The NERC DataGrid (NDG) is a UK e-Science project that provides discovery of, and virtualised access to, a wide variety of climate and earth-system science data. Climate Science Modelling Language information Model (CSML) has been developed by the NDG project as a standards-based data model and XML markup for describing and constructing climate science datasets. It uses conceptual models from emerging standards in GIS to define a number of feature types, and adopts schemas of the Geography Markup Language (GML) where possible for encoding. In the NDG project a lot of emphasis has been devoted to metadata model (O'Neill et al. 2003), approach to discovery and use of data (O'Neill et al. 2004), data interoperability in the climate sciences (Woolf et al. 2004), NDG security (Lawrence et al. 2007), rather than the data grid infrastructural part (from a grid middleware point of view), compared with the other projects we mentioned before. Initial delivery services did not conform to any standard, de facto or otherwise. Concerning distributed climate metadata search, NDG Discovery is now based on Open Archives Initiative Protocol for Metadata Harvesting.

Conclusions and future work

This work presented a complete overview of the CMCC Data Grid environment, a distributed system aiming at managing tens/hundreds of petabytes of climate data for the scientific community. We highlighted several issues, concerning both data and metadata management as well as user support.

Concerning metadata management we discussed about the CMCC metadata agreement and related schema implementation, the CMCC metadata handling architecture and infrastructure, the metadata database and the distributed metadata search. On the other side for the data management part, we dealt with data transfer, access, replication and management services/issues and the Grid File Catalog. Security issues were also discussed in detail.

We also presented the available user support talking about the CMCC DDC, the Command Line Interface and the CMCC dashboard.

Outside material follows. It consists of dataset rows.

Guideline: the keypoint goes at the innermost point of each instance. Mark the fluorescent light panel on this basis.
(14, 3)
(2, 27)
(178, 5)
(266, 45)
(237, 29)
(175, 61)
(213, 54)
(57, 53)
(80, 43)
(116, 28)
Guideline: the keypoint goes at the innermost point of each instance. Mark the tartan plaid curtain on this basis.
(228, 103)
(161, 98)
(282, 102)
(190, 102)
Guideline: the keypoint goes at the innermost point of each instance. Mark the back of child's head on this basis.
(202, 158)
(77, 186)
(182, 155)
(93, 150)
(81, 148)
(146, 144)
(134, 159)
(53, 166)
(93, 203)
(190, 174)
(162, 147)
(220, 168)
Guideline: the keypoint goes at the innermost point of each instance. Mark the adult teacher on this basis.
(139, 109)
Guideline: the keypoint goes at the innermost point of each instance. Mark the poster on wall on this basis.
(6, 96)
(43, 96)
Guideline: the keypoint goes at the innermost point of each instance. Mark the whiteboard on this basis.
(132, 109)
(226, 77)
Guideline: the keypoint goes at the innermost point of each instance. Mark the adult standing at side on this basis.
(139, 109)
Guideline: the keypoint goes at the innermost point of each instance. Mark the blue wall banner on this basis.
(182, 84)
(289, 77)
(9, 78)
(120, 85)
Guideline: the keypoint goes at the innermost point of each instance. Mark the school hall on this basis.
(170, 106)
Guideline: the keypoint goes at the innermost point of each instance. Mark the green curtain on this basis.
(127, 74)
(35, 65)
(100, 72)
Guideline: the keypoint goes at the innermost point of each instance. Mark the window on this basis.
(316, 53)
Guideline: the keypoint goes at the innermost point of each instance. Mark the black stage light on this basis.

Future work will be related to (i) the enhancement of the infrastructural part (in particular the P2P metadata handling system) and to the extension of the CMCC DDC. The CMCC dashboard will be further optimized and extended. The CMCC metadata agreement will be extended and completed taking into account (when needed) new scientific requirements. Data publishing will be strongly supported through portal web pages. Automatic ingestion of metadata (when possibile) will reduce time wasting for this step. For instance automatic registration of new data sources OPeNDAP-based (that means importing of metadata information about available NetCDF-CF datasets, involved variables, etc.) will ease indexing/registering new datasets into the metadata system.

Moreover in a few months the CMCC will start the pre-production phase. Complete suite of tests will allow to check and improve the global environment, the service integration and cooperation. Preliminary results and additional details about the involved services will be published in future works, when the entire CMCC infrastructure will be ready for the production phase.

In the next future, new tools will be considered to model scientific data-oriented workflow processes, (ii) provide easy to access visualization and post-processing tools, (iii) manage replicated datasets, (iv) increase the sharing of scientific results and new knowledge, (v) increase the scientific cooperation and collaboration, (vi) improve the resulting CMCC collaborative environment.

Finally the proposed CMCC technologies (GRelC DAIS metadata handling system and CMCC DDC) are currently tested as well, into the Climate-G testbed, an international research effort involving CMCC (Italy), IPSL (France), Fraunhofer-SCAI (Germany), NCAR (USA), University of Reading (UK), which provides a proof of concept about a large scale data environment for climate change. This international research effort (which is out of the scope of this work), will allow climate researchers and scientists to carry out geographical and cross-institutional data discovery, access, visualization and sharing of climate data.